A European wind turbine giant, Nordex, has recently suffered from a ransomware attack claimed by the notorious gang Conti. The attack had caused the firm to shut down its IT systems and remote access to its managed wind turbines.
The attack transpired on April 2, 2022, when the wind turbine manufacturing firm immediately detected the malicious activity on its servers and was forced to take down its systems to prevent the attack from intensifying.
Based on a press statement of Nordex, the wind turbine firm has noticed the network intrusion attempt in an early stage, thus responding instantly with management protocols to mitigate the situation.
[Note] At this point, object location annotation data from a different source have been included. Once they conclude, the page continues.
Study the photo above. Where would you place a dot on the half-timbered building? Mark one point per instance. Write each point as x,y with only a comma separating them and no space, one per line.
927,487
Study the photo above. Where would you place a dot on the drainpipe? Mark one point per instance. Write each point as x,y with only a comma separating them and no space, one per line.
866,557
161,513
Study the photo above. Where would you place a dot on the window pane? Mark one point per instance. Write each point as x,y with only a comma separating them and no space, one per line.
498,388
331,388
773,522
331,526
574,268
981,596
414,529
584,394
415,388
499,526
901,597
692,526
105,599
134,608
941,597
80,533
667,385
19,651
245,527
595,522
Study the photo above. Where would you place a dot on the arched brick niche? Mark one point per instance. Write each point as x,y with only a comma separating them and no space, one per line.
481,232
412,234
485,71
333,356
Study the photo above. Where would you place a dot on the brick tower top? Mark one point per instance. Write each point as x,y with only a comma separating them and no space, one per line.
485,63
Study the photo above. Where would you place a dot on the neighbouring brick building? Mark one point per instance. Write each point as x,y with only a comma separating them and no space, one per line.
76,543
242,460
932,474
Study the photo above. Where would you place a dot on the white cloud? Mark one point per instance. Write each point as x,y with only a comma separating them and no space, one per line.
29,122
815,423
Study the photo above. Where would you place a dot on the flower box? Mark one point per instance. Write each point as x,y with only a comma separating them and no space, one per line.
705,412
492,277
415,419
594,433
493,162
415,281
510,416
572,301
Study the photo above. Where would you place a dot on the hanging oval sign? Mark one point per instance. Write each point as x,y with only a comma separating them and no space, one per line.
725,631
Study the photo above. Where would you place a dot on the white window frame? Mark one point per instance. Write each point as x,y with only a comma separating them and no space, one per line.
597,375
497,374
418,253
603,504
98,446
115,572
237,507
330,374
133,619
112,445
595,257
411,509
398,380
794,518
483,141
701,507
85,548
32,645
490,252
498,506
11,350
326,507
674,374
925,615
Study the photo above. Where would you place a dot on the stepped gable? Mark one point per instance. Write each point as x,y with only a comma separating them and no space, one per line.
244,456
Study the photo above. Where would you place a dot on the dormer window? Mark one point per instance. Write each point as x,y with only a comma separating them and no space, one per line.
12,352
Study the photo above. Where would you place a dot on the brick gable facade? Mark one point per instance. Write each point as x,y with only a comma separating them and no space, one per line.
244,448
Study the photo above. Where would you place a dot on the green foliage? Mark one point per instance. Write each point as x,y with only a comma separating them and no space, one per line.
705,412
All IT systems across many of their locations and business units were taken offline.
Security researchers have tried to communicate with the firm but have not received any statement as they were probing the issue.
Despite being unresponsive to the security researchers, Nordex released their statement and explained that they had shut down the firm’s remote access to the managed wind turbines to secure their clients’ assets.
The firm’s investigation revealed that the attack had not affected the customers’ assets and was restricted to their internal systems. They have also teamed up with relevant security agencies alongside their emergency response team and external IT experts to conduct in-depth investigations and forensic analyses.
Furthermore, the wind turbine firm clarified that there was no sign that the ransomware attack had spread to any of their third-party assets or any part beyond their internal IT infrastructure.
A few days after detecting the attack against Nordex, the Conti ransomware gang had claimed to be the suspect behind it. There was no data breach that security experts have found regarding the incident, hence their conclusion that the firm has been communicating with the threat actors or that there was no sensitive data stolen in the attack that could be compromised.
The Conti threat group has been notorious in the cybercrime scene for many years, after its historical attacks against many organisations worldwide. They are also best known for using dangerous malware variants, such as Ryuk, BazarLoader, and TrickBot.